What is the difference between odd functions and even functions?

Answer 1

@ranga

Answer 2

"Even functions are symmetrical, while odd functions are not. If a function is raised to an odd power, it will be an odd function, and if it is raised to and even power, it will be an even function. Therefore, x^3 is asymmetrical, and x^4 is symmetrical."

That is what I have right now as my answer, is it close to what it should be?

Answer 3

It is pretty good so far except that x^3 is also symmetric -- but it is symmetric about the origin. x^4 is symmetric with respect to the y-axis.

In an even function, if you replace x with -x, you will get the same function. Therefore, the y-value will be the same whether x is, say +3 or -3 and therefore even functions are symmetric about the y-axis.

Answer 4

y = x^4
replace x with -x:
y = (-x)^4 = x^4 (same function as before)
so x = -1 and x = +1 will give the same y-value
x = -2 and x = +2 will give the same y-value.
Therefore, the function is symmetric about the y-axis.
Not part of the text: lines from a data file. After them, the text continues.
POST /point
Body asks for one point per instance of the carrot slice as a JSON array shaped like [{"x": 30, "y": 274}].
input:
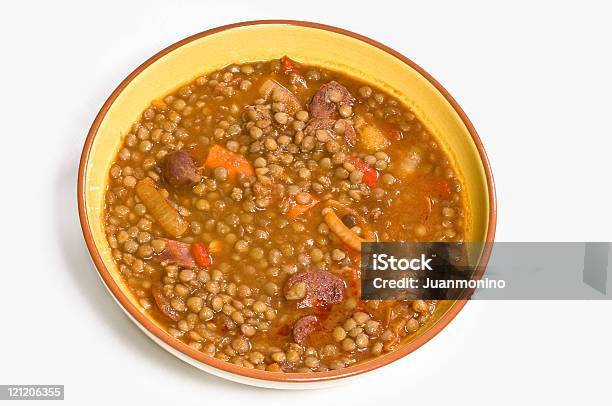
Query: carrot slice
[
  {"x": 298, "y": 209},
  {"x": 233, "y": 162}
]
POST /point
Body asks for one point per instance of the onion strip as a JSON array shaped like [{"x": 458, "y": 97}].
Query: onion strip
[
  {"x": 345, "y": 234},
  {"x": 160, "y": 209}
]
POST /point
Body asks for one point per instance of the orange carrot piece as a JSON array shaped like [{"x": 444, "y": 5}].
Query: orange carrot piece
[
  {"x": 233, "y": 162},
  {"x": 298, "y": 209}
]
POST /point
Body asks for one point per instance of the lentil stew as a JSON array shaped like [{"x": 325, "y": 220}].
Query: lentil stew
[{"x": 237, "y": 204}]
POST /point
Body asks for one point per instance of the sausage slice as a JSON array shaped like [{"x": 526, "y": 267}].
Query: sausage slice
[
  {"x": 327, "y": 98},
  {"x": 322, "y": 288},
  {"x": 180, "y": 169}
]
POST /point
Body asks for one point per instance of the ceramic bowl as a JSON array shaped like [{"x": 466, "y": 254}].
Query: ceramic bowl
[{"x": 309, "y": 43}]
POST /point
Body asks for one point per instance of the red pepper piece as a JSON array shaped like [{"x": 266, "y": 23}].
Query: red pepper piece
[
  {"x": 289, "y": 65},
  {"x": 201, "y": 255},
  {"x": 370, "y": 175}
]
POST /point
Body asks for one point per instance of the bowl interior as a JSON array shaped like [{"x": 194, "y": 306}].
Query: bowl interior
[{"x": 332, "y": 50}]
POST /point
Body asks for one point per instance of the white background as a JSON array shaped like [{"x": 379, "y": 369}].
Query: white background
[{"x": 533, "y": 78}]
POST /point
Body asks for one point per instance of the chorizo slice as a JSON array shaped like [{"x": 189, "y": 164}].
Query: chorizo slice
[
  {"x": 163, "y": 303},
  {"x": 180, "y": 169},
  {"x": 177, "y": 253},
  {"x": 318, "y": 288},
  {"x": 304, "y": 327},
  {"x": 279, "y": 93},
  {"x": 325, "y": 101}
]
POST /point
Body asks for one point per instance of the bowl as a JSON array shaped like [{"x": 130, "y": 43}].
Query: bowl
[{"x": 310, "y": 43}]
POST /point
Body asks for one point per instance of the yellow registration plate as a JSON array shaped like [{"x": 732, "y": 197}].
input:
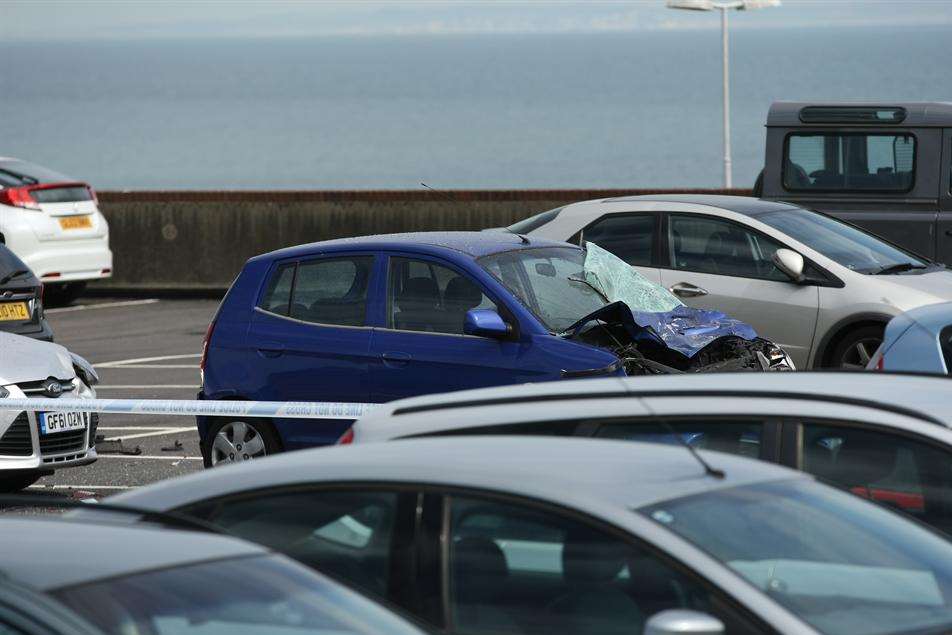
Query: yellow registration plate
[
  {"x": 76, "y": 222},
  {"x": 13, "y": 311}
]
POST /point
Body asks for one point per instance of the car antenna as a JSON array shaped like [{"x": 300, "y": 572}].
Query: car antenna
[
  {"x": 713, "y": 472},
  {"x": 451, "y": 199},
  {"x": 440, "y": 192}
]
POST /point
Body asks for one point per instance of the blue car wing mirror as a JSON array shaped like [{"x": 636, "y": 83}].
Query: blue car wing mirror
[{"x": 485, "y": 323}]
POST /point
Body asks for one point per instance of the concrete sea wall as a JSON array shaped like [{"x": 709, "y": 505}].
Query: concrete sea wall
[{"x": 199, "y": 240}]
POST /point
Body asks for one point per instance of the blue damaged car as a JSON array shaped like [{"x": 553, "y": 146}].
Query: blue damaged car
[{"x": 380, "y": 318}]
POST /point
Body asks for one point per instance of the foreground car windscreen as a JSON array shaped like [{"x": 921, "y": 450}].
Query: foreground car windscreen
[
  {"x": 263, "y": 595},
  {"x": 842, "y": 243},
  {"x": 841, "y": 564},
  {"x": 561, "y": 285}
]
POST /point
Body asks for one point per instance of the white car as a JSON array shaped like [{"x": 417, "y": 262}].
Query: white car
[
  {"x": 34, "y": 444},
  {"x": 52, "y": 222},
  {"x": 820, "y": 288}
]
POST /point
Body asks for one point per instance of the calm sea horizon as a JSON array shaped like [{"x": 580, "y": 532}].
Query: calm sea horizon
[{"x": 634, "y": 110}]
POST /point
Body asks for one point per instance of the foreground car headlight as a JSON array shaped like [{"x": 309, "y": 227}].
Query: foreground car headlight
[{"x": 84, "y": 370}]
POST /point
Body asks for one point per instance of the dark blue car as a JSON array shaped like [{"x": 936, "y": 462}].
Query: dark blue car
[{"x": 385, "y": 317}]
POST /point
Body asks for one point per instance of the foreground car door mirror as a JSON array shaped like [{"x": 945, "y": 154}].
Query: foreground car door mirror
[
  {"x": 789, "y": 262},
  {"x": 683, "y": 622},
  {"x": 485, "y": 323}
]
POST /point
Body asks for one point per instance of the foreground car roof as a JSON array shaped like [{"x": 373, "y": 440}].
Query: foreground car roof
[
  {"x": 741, "y": 204},
  {"x": 48, "y": 553},
  {"x": 581, "y": 473},
  {"x": 473, "y": 244},
  {"x": 922, "y": 396},
  {"x": 933, "y": 317}
]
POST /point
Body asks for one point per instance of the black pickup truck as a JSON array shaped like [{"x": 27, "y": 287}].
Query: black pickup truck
[{"x": 884, "y": 167}]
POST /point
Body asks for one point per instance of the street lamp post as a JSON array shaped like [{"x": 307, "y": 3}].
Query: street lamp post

y = x^3 is an odd function because replacing x with -x changes the function:
y = (-x)^3 = -x^3 which is different from y = x^3.
Since replacing x with -x changes the sign of the function it is an odd function.

There are also functions that neither even nor odd.
y = x^2 + 2x
replace x with -x
y = (-x)^2 + (2)(-x) = x^2 - 2x which is neither the original function nor the negative of the original function and so this is nether even nor odd function.

Answer 5

translating means moving the function around.
If I plot the function: y = x^2 it will be a parabola with the origin as the vertex.
If I plot y = x^2 + 3, this will also be a parabola but shifted UP along the y-axis by 3 units. This "shifting" is called translating.

y = (x - 5)^2 will shift the graph y = x^2 by 5 units to the RIGHT.